One danger though is that adding complexity doesn't necessary lead to fun gameplay. I remember a game called Enter the Matrix. They motion captured tons of "complex cinematic" armed and unarmed wire-fu moves. Unfortunately, there were so many moves, that there was no intuitive way for the player to maintain direct control over what was going on. Therefore, while I really enjoyed watching the cinematic mo-cap at first, I was dismayed that the gameplay itself was reduced to spamming the attack keys and praying that something beneficial would happen.

Fortunately, there are "cinematic" effects that don't make fights more "complex". The slow motion effect is probably the best example of this, because not only does it serve to create the 300 effect to highlight cool moves, but it literally provides a means of giving the player more time to think about their next move. This was a fun part of Lugaru and we will certainly have some slow-mo effects in Overgrowth as well.

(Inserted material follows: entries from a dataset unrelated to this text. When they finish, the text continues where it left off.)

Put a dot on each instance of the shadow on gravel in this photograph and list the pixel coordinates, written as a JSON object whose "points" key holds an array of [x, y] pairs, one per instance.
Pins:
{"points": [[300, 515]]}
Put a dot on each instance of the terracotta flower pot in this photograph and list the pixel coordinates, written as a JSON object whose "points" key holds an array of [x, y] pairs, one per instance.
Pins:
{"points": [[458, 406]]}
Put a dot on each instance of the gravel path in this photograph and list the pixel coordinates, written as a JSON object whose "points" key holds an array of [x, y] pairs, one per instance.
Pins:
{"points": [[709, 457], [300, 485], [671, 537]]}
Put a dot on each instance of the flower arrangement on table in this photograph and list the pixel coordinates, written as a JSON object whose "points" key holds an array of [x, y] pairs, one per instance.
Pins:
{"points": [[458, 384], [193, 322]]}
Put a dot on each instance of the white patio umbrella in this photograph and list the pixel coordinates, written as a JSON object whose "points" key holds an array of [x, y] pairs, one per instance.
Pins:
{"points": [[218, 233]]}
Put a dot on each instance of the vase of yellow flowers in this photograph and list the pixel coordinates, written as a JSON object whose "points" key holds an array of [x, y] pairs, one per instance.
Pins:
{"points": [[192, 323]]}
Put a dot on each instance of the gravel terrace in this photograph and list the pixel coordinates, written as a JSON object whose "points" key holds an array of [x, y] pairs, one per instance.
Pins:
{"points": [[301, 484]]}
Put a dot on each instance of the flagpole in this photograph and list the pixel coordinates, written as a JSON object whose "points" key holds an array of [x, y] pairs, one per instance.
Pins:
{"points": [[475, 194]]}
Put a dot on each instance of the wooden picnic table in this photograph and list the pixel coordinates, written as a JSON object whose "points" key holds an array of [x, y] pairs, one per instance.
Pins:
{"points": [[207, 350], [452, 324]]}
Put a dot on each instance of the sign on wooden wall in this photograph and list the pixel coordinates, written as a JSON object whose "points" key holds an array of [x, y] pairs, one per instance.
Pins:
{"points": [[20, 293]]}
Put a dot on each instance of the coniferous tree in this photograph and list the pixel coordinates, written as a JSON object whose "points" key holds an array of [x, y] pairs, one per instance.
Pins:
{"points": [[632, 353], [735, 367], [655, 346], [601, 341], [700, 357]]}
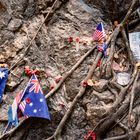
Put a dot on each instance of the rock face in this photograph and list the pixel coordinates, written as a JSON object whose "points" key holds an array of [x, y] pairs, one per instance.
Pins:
{"points": [[19, 21]]}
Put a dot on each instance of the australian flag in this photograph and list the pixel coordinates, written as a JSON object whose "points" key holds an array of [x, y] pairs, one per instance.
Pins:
{"points": [[3, 80], [33, 103], [99, 33]]}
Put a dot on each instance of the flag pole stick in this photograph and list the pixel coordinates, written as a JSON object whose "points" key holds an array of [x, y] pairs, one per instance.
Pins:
{"points": [[6, 128], [19, 102]]}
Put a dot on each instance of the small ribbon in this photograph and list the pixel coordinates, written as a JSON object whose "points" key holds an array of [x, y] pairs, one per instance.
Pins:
{"points": [[90, 134], [102, 48]]}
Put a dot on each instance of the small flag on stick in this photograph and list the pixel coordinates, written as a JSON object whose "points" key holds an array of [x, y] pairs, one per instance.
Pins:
{"points": [[99, 33], [3, 80], [33, 103]]}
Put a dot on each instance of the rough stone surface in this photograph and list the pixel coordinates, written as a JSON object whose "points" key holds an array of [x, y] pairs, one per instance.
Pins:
{"points": [[19, 22]]}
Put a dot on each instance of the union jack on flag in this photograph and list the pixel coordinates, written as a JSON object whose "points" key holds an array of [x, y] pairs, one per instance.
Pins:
{"points": [[99, 32], [33, 103], [35, 86]]}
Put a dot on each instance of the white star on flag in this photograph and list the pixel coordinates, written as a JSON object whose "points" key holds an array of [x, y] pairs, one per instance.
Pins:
{"points": [[2, 74]]}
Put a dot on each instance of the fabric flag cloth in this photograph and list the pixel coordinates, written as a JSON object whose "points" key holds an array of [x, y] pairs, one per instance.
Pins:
{"points": [[103, 48], [33, 103], [3, 80], [13, 111], [99, 33]]}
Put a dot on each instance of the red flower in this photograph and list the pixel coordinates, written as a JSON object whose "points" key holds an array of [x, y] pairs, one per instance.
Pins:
{"points": [[52, 87], [84, 83], [99, 63], [28, 100], [77, 39], [90, 134], [70, 39], [58, 78]]}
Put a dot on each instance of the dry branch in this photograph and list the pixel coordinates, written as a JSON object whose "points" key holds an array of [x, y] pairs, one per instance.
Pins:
{"points": [[82, 90], [122, 94], [57, 133], [28, 47]]}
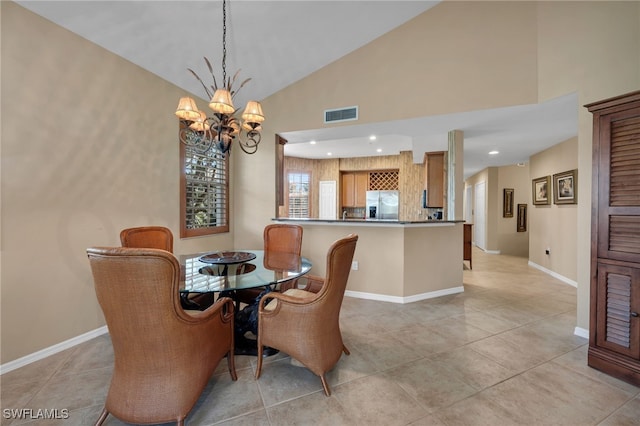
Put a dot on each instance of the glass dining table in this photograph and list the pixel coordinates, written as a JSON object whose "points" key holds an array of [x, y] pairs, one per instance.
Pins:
{"points": [[224, 272]]}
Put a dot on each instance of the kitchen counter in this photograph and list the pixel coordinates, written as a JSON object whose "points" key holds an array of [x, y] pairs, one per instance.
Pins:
{"points": [[395, 261], [374, 222]]}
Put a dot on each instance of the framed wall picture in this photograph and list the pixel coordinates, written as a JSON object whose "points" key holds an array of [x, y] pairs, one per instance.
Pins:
{"points": [[565, 187], [522, 218], [507, 202], [541, 188]]}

Now that we have laid the core foundation of our scripting system, we are getting close to being able to address combat directly. We have a lot of ideas about things that would probably be awesome but we don't want to commit to them until they have been thoroughly playtested. We will certainly revisit this topic when we can.

3) The individual levels of Overgrowth will be large, open and open ended, but what the hell happens if the player runs away? Damn you open terrain! How do you prevent the player from leaving the play area, surely you have something better in mind than invisible walls, yes?

If the player has left intentionally then there is not really anything we can (or should) do. However, if they accidentally got lost, that is a failure on our part that we will want to fix as much as possible.

This is a pretty hotly debated issue, with a huge thread in the Secret Preorder Forum. Given that "invisible walls" were not really a problem in Lugaru, we don't really want to make super ambitious plans to implement infinite terrain or the other suggestions before we know that the Lugaru solution is actually unacceptable.

4) Any time frame for starting the work on the combat system and the ragdoll-animation integration? Aka, when will the Alpha be a playable game lol :-)

Ragdoll integration is done. Basic scripting is in and linked to our animation system. While I still don't have an official date for you, I can say with authority that we are getting dangerously close to some gameplay.

5) How much money does the production of Overgrowth eat in a month? (Subways included, you poor addicted programmers)

Because Jeff and I decided months ago that we could save Wolfire a lot of money by living at home with our parents (thanks Mom and Dad!) our living costs are very low. We have occasional small expenses like traveling to miscellaneous game developer events, bandwidth fees for hosting the alpha (although Mow has donated servers which dramatically reduce this), and random other things that pop up.

In reality, our biggest cost is opportunity cost. While preorders mostly offset our humble living expenses, we are not making anywhere near the money we could have by working for a large corporate development studio.

We are not expecting to break even right now -- the fact that preorders are doing pretty well is an unexpected bonus, and we'd like to spend any money that comes our way to make Overgrowth as good as possible. That's why we splurged on speedy computers early on. We are also thinking about ways to spend our recent Organic Preorder Pack money too. In addition to server admin housekeeping, we should hopefully have a few more things to announce on that front soon.